Since opening in January 2017, Lanord, of Plymouth, Mass., has been an unofficial ambassador for the clinic, helping to get patients and families oriented to the hospital and to the city. Before families arrive, she gives them suggestions on where to go, what to do and where to stay. “Families don’t have a whole lot of time here in Boston because they’re here for an appointment, not for a vacation,” said Lanord. “I’ll help them find things to do that are local and fun because I know how scary it can be to be far away from home and to be dealing with a rare condition that has a lot of unknowns.”
Myhre syndrome causes a wide variety of symptoms that range in severity, including a distinctive facial appearance and posture, short stature, learning challenges and heart problems. Since the first reported case in 1981 and the initial 60 cases reported in the literature, there at least 50-100 people estimated to have Myhre syndrome in the United States.
At around 18 months old, Bruneau began to show signs of significant medical issues. He had chronic ear infections and was consistently falling off the growth chart at his pediatrician’s office. As he grew up, Bruneau had seven sets of ear tubes, bi-lateral hearing aids, a tumor in his shoulder and distinctive facial features. An earlier diagnosis of mild aortic stenosis also led doctors to believe he was a medical mystery.
After being diagnosed at another Boston hospital, Lanord brought her son to MGHfC to see Angela Lin, MD, co-director of the Myhre Syndrome Clinic and a medical geneticist who is already familiar with the condition. The multispecialty clinic includes a core of providers from Medical Genetics, Pediatric Cardiology, Cardiovascular Imaging, the Airway, Voice and Swallowing Center, Pediatric Pulmonary Medicine and Pediatric Rheumatology. She had learned about Lin on a social media group for families whose children have Myhre syndrome.
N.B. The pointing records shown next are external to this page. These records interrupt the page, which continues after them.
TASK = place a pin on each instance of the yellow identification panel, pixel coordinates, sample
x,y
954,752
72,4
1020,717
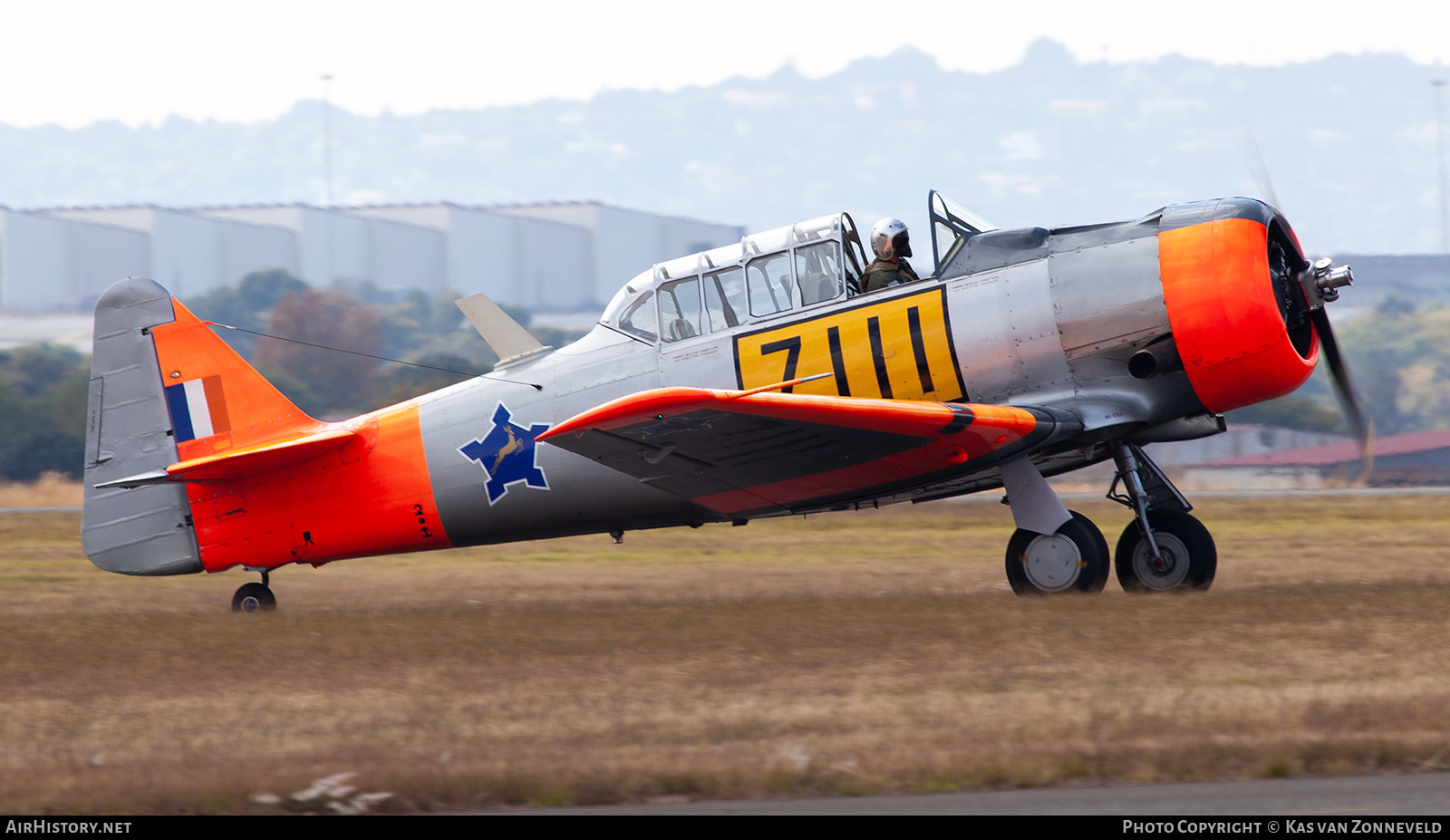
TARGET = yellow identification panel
x,y
898,349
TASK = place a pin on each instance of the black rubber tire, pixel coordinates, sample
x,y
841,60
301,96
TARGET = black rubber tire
x,y
254,598
1092,566
1189,534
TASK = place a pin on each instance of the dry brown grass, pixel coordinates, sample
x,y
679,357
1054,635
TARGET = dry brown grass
x,y
50,490
850,653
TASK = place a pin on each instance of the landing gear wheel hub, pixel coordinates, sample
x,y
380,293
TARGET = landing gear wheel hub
x,y
1053,564
1172,572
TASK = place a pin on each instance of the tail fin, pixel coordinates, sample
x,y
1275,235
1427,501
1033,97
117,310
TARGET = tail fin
x,y
164,389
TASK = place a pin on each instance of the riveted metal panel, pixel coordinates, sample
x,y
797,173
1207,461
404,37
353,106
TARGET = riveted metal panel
x,y
1114,298
1005,331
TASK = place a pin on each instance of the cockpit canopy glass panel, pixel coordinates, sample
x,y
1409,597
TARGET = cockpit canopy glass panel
x,y
768,282
818,272
679,309
640,318
725,298
952,225
722,287
625,296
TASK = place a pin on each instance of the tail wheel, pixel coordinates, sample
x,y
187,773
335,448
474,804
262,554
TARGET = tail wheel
x,y
1189,555
254,598
1075,559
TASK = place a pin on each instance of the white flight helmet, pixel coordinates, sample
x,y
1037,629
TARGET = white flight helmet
x,y
889,237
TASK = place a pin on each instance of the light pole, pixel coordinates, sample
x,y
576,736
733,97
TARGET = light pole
x,y
1440,163
326,140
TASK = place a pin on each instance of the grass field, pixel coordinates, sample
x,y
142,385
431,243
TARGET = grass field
x,y
850,653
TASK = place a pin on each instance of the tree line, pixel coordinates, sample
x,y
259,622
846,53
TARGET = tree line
x,y
44,386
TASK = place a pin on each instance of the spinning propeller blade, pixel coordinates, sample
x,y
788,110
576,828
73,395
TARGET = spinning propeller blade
x,y
1359,421
1324,289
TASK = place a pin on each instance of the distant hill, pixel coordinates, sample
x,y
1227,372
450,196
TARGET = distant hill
x,y
1348,141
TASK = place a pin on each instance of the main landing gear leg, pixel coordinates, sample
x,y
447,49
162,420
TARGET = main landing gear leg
x,y
1165,547
253,598
1053,548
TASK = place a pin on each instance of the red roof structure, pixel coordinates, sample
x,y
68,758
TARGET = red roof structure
x,y
1406,446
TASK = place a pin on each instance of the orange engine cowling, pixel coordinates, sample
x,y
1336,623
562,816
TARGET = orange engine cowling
x,y
1234,305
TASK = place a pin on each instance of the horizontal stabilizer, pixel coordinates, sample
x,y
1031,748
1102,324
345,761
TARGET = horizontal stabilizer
x,y
265,459
241,463
504,334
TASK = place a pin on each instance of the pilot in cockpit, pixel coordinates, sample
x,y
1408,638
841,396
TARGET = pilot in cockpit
x,y
892,244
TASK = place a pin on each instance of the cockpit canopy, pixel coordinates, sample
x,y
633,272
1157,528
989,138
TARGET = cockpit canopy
x,y
766,275
760,275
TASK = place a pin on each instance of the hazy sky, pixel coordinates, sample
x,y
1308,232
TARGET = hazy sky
x,y
72,62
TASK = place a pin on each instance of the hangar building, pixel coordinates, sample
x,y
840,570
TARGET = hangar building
x,y
548,257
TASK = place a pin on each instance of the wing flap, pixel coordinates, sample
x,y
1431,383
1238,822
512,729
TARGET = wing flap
x,y
744,454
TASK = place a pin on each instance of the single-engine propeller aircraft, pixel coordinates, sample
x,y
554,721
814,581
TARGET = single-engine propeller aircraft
x,y
743,381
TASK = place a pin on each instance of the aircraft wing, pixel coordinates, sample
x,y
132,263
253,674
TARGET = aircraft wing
x,y
747,454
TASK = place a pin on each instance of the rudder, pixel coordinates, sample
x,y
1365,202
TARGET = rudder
x,y
164,389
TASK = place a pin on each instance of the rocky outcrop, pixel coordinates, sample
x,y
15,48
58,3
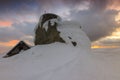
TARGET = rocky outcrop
x,y
49,35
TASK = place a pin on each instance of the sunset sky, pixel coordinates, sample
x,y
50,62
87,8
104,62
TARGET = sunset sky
x,y
100,19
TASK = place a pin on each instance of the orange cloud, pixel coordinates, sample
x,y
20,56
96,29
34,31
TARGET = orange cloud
x,y
9,44
5,24
114,5
100,46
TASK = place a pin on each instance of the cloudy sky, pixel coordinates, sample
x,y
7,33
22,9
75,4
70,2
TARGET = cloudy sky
x,y
100,19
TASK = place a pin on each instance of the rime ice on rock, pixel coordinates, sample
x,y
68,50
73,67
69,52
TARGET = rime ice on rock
x,y
46,31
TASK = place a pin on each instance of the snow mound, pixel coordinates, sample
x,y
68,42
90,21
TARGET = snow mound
x,y
55,61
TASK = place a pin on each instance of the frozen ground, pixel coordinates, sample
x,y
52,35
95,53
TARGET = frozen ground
x,y
65,63
59,61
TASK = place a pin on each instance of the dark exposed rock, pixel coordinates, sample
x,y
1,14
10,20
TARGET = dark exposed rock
x,y
74,43
19,47
43,36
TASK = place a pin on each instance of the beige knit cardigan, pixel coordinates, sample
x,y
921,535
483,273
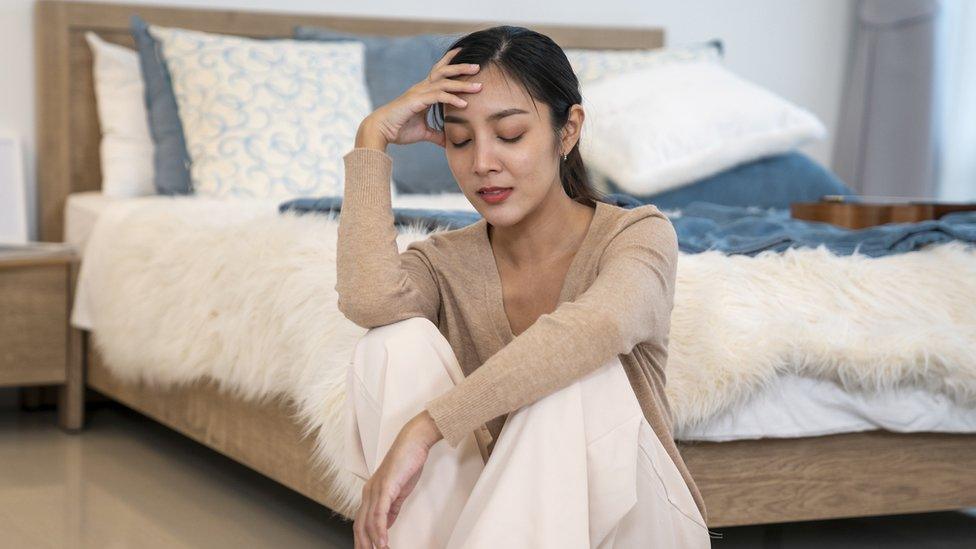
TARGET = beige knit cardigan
x,y
616,300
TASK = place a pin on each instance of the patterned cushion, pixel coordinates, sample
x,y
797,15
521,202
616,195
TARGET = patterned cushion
x,y
265,118
393,64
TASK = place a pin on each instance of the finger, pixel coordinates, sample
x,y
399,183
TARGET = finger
x,y
394,512
371,527
376,520
360,524
459,86
382,514
447,97
358,530
454,69
446,58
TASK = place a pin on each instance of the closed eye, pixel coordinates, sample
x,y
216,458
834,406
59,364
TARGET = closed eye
x,y
465,142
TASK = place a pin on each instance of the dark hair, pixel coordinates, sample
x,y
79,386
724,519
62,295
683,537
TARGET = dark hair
x,y
540,66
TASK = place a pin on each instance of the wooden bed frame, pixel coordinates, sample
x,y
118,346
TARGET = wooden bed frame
x,y
743,482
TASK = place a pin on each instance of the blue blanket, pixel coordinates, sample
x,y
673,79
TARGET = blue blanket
x,y
704,226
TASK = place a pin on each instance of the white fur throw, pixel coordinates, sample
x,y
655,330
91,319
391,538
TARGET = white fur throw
x,y
179,288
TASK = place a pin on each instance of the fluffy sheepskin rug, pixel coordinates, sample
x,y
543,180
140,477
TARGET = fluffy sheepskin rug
x,y
179,289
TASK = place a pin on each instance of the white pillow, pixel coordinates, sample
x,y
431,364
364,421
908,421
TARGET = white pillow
x,y
665,126
267,119
591,65
126,148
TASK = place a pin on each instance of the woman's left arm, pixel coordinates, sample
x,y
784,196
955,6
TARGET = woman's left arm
x,y
629,302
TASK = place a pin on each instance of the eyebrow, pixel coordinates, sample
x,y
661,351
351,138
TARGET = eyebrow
x,y
496,116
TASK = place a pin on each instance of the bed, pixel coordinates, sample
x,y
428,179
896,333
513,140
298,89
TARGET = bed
x,y
754,481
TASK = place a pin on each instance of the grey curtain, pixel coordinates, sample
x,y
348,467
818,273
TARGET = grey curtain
x,y
886,134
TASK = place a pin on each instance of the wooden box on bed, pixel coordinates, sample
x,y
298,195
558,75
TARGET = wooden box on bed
x,y
743,482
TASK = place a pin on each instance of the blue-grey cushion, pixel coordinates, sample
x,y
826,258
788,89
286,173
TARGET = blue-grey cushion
x,y
393,64
771,182
170,158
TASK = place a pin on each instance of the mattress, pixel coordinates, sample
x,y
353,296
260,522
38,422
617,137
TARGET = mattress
x,y
792,406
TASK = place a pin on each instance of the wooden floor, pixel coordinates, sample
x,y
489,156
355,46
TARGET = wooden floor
x,y
130,482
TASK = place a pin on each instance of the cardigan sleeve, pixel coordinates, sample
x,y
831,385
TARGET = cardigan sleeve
x,y
629,302
375,282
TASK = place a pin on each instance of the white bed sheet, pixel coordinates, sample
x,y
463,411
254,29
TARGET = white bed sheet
x,y
792,406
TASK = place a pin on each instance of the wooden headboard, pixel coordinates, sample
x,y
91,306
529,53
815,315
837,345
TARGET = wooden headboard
x,y
68,133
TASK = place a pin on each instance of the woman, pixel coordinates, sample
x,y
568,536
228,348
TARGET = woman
x,y
552,299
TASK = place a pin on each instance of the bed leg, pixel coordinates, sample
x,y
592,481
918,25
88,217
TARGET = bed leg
x,y
71,395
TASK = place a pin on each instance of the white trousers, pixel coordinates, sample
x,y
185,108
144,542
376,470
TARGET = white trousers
x,y
580,467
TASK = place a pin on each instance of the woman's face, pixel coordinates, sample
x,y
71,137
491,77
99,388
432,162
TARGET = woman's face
x,y
501,138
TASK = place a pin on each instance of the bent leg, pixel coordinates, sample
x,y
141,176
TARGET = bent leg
x,y
578,469
395,370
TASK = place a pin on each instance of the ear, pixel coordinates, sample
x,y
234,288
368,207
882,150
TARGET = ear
x,y
571,131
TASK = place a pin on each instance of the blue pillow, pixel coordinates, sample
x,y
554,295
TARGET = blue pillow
x,y
393,64
170,158
770,182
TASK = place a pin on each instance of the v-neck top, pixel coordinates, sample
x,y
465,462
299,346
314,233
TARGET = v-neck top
x,y
494,274
616,300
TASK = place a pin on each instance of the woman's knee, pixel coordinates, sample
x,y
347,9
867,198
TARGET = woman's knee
x,y
410,328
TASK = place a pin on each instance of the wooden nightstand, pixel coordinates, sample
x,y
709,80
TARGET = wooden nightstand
x,y
36,295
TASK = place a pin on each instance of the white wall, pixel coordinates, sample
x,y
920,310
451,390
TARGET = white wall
x,y
796,48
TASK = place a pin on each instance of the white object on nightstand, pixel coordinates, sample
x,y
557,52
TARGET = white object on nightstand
x,y
13,196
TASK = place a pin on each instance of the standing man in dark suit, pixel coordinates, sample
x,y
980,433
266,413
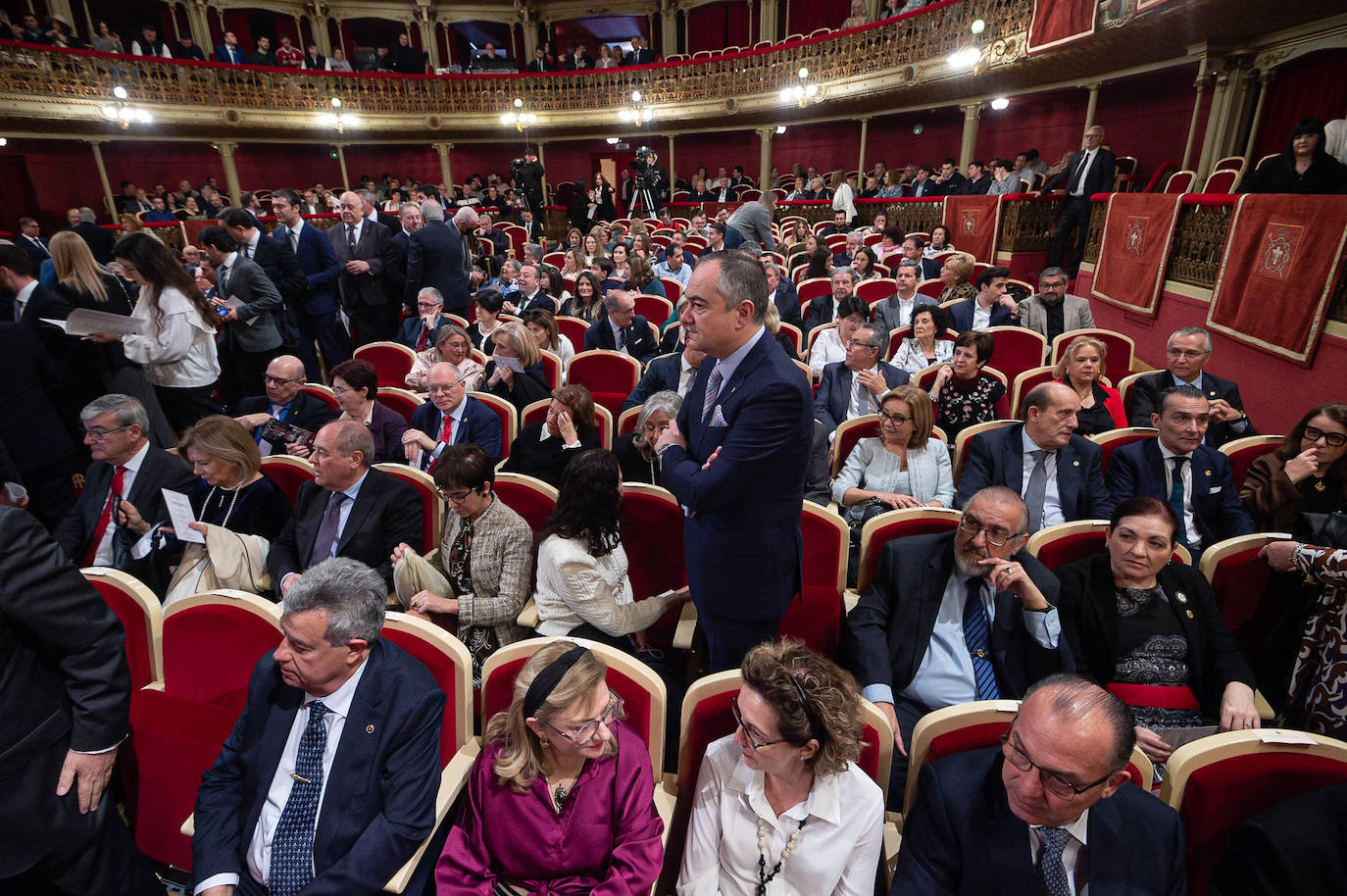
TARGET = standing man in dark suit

“The key to caring for any patient with a rare disorder is creating a partnership between the patient, their family, primary care provider and the specialists. It helps to have one person as the coach or coordinator, which is how I try to help,” said Lin. “We work with each family to create a plan that works for them based on the family and patient’s unique needs. I call it their MGHfC and Mass General genetic medical home, although their primary care is always ‘home base.’ MGHfC is ideal for that because we have more than 50 medical and surgical specialties and we provide care across a person’s lifespan, giving attention to the transition years.”
Coming to the Myhre Syndrome Clinic was life-changing for both Bruneau and Lanord. The care he received helped Bruneau cope with and understand his diagnosis, leading him to flourish socially, emotionally and physically. In addition to receiving care from Medical Genetics, Bruneau also sees providers from Pediatric Cardiology, the Airway, Voice and Swallowing Center, Pediatric Pulmonary Medicine and Pediatric Surgery.
“Before our first appointment with Dr. Lin, I told Alec that we were going to a clinic for special children just like him, which was amazing to hear because both he and I had never met anyone else with Myhre syndrome,” said Lanord. “After that, it was like he found a sense of comfort knowing that he isn’t alone and that there is an answer to his medical issues. He became more confident knowing that there is a place for him and children like him.”
Having people like Lanord plays an important role in the care that the Myhre Syndrome Clinic provides. “A specialty clinic could not begin to do its work without the energy and support of caregivers like April,” said Lin. “I think of her as our ‘Massachusetts Ambassador!’”
It’s that sense of community and belonging that drives Lanord to continue to meet with patients and families in the Myhre Syndrome Clinic. “When we were at dinner with our visitor, they looked at me and said ‘You get it. You understand what it’s like to live with this condition,’” said Lanord. “I’m a mom and I know what Myhre syndrome is. I know how lonely and scary it can be. Knowing someone who’s been through a similar situation makes it just a little easier.”